KIAC Champions
- Conference: Kentucky Intercollegiate Athletic Conference
- Record: 16–6 (6–2 KIAC)
- Head coach: Edgar Diddle (11th season);
- Home arena: Health & Physical Education Building

= 1932–33 Western Kentucky State Teachers Hilltoppers basketball team =

American college basketball season

The 1932–33 Western Kentucky State Teachers Hilltoppers men's basketball team represented Western Kentucky State Normal School and Teachers College
(now known as Western Kentucky University) during the 1932-33 NCAA basketball season. The team was led by future Naismith Memorial Basketball Hall of Fame coach Edgar Diddle and team captain Wendell Johnson. The Hilltoppers won the Kentucky Intercollegiate Athletic Conference for the second consecutive year.

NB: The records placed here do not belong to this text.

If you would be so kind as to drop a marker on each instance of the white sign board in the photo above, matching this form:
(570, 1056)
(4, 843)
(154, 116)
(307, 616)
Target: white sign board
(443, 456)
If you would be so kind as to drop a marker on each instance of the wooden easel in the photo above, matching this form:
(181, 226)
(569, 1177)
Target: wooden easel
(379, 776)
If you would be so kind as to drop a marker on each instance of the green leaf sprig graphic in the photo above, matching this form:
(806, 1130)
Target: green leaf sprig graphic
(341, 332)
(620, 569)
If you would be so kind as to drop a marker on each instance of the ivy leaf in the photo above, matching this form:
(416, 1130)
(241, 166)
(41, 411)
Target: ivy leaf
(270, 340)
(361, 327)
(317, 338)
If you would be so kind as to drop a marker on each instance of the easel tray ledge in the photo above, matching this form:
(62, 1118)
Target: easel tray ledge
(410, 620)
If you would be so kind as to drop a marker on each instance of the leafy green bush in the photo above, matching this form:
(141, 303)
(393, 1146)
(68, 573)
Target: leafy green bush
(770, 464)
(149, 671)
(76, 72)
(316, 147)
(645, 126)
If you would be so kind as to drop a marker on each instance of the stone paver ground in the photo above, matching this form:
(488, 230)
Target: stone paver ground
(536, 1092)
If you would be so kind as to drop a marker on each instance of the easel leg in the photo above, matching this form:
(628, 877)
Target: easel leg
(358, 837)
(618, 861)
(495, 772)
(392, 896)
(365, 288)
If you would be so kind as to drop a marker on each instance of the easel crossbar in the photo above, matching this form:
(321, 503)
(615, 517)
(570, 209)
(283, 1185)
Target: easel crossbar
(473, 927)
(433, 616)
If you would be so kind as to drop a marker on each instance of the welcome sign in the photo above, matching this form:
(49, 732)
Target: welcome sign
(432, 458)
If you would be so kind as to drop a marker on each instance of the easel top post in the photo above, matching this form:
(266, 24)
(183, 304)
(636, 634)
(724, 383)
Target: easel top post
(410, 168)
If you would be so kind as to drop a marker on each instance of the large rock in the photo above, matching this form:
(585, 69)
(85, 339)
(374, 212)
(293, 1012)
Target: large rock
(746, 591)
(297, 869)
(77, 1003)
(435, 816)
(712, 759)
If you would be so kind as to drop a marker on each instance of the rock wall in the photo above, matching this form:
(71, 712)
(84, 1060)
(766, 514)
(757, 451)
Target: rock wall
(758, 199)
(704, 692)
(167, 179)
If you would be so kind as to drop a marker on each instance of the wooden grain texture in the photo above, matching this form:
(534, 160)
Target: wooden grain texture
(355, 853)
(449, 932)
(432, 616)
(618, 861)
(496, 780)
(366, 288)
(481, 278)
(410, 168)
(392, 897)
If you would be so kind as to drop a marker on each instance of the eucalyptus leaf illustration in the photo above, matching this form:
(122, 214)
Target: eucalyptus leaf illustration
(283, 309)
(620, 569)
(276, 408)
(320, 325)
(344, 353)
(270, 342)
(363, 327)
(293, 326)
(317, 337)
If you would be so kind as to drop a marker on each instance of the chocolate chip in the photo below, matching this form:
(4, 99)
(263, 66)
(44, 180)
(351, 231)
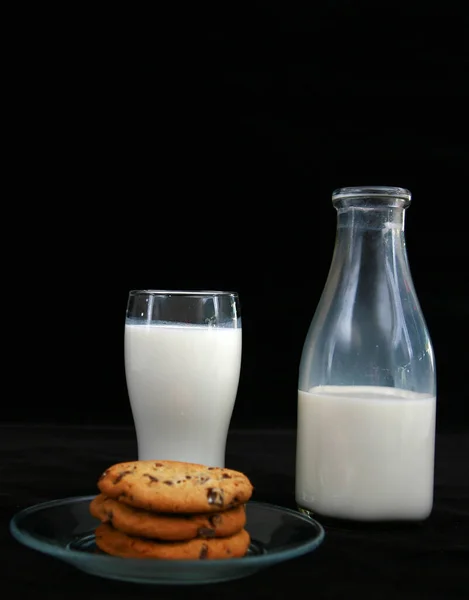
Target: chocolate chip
(214, 520)
(203, 551)
(121, 475)
(206, 532)
(104, 474)
(215, 496)
(151, 478)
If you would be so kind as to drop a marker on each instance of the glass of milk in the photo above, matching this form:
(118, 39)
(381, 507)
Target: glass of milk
(367, 383)
(182, 354)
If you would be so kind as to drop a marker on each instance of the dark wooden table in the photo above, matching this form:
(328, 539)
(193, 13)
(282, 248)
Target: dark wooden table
(41, 463)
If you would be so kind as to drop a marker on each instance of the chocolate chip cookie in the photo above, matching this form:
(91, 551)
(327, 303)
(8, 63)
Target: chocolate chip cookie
(175, 487)
(117, 543)
(143, 523)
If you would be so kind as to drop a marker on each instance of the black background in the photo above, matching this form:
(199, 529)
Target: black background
(205, 157)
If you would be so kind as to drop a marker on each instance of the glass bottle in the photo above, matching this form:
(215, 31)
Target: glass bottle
(367, 382)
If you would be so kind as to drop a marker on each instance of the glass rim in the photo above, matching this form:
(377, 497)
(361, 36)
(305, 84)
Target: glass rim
(182, 293)
(372, 191)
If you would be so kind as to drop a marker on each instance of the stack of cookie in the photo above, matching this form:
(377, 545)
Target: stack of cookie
(172, 510)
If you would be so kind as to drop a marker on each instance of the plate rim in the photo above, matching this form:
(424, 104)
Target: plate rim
(79, 557)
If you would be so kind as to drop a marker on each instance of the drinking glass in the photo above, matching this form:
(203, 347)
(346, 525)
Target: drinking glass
(182, 354)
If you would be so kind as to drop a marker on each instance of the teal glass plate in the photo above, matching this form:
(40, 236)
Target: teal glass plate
(65, 528)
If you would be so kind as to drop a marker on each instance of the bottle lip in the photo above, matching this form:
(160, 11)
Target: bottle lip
(376, 192)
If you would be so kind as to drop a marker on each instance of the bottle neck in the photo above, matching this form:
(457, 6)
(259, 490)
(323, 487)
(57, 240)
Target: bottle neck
(368, 220)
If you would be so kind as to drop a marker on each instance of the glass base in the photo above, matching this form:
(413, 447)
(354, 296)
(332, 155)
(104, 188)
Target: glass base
(357, 525)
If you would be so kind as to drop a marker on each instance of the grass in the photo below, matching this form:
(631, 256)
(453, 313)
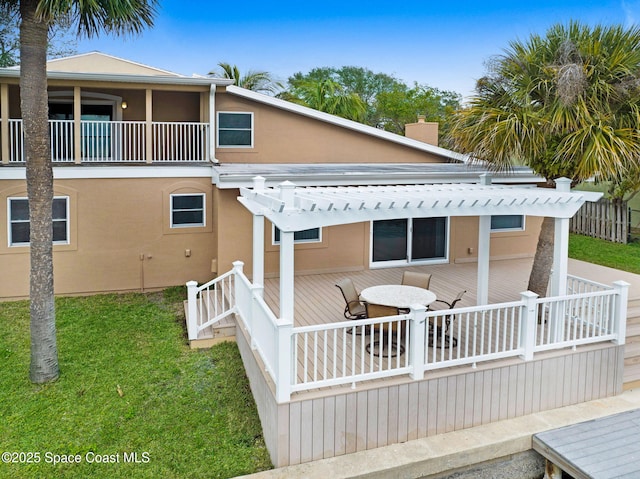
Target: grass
(625, 257)
(128, 384)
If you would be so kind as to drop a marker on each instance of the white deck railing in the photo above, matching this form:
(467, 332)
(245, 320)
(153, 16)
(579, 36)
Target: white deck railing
(119, 141)
(348, 352)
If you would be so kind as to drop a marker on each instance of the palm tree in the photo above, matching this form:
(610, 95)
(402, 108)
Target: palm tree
(259, 81)
(328, 96)
(116, 16)
(566, 104)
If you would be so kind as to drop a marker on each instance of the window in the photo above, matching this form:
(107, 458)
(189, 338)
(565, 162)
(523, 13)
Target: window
(507, 223)
(304, 236)
(235, 130)
(187, 210)
(19, 227)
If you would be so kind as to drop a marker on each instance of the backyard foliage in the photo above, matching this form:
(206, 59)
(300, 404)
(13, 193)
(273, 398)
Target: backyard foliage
(388, 103)
(565, 104)
(129, 384)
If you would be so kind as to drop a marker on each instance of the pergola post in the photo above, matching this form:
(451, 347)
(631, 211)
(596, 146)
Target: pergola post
(286, 258)
(258, 240)
(560, 246)
(484, 253)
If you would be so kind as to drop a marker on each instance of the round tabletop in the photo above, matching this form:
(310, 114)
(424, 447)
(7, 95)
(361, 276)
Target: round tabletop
(397, 295)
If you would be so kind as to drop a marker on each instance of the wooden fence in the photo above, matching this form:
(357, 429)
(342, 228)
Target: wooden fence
(605, 219)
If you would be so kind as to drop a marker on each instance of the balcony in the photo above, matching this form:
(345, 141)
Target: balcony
(117, 142)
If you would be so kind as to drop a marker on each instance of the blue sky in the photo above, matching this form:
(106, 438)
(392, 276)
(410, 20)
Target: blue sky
(444, 44)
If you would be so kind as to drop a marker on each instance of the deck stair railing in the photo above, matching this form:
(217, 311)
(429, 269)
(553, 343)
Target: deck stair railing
(209, 303)
(349, 352)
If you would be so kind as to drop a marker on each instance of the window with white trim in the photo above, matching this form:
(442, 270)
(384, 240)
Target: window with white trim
(313, 235)
(187, 210)
(235, 129)
(20, 227)
(507, 223)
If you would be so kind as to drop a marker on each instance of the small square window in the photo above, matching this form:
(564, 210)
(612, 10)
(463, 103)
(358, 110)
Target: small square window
(187, 210)
(305, 236)
(19, 225)
(235, 130)
(507, 223)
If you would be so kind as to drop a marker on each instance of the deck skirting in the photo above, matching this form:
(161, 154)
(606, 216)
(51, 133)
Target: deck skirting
(342, 420)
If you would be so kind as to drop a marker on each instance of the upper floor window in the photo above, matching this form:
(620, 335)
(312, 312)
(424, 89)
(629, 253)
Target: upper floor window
(187, 210)
(507, 223)
(20, 228)
(235, 130)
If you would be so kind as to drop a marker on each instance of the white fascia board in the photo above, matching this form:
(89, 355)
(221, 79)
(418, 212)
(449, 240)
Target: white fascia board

Harry Hardin, Thomas Hobbs, and future Louisville Cardinals men's basketball coach, Bernard “Peck” Hickman were named to the All-State team.

==Schedule==

| 1933 Kentucky Intercollegiate Athletic Conference Tournament |

| Date time, TV | Opponent | Result | Record | Site city, state |
1933 Kentucky Intercollegiate Athletic Conference Tournament
| 2/22/1933 | vs. Georgetown (KY) KIAC First Round | W 31–23 | 12–5 | Winchester, KY |
| 2/23/1933 | vs. Transylvania KIAC Quarterfinal | W 43–23 | 13–5 | Winchester, KY |
| 2/24/1933 | vs. Berea KIAC Semifinal | W 22–15 | 14–5 | Winchester, KY |
| 2/25/1933 | at Murray State KIAC Final | W 30–17 | 15–5 | Winchester, KY |
1933 Southern Intercollegiate Athletic Association Tournament
| 3/1/1933 | vs. Erskine SIAA First Round | W 45–35 | 16–5 | Jackson, MS |
| 3/2/1933 | vs. Centenary SIAA Quarterfinal | L 31–40 | 16–6 | Jackson, MS |
*Non-conference game. ^{#}Rankings from AP Poll. (#) Tournament seedings in parentheses.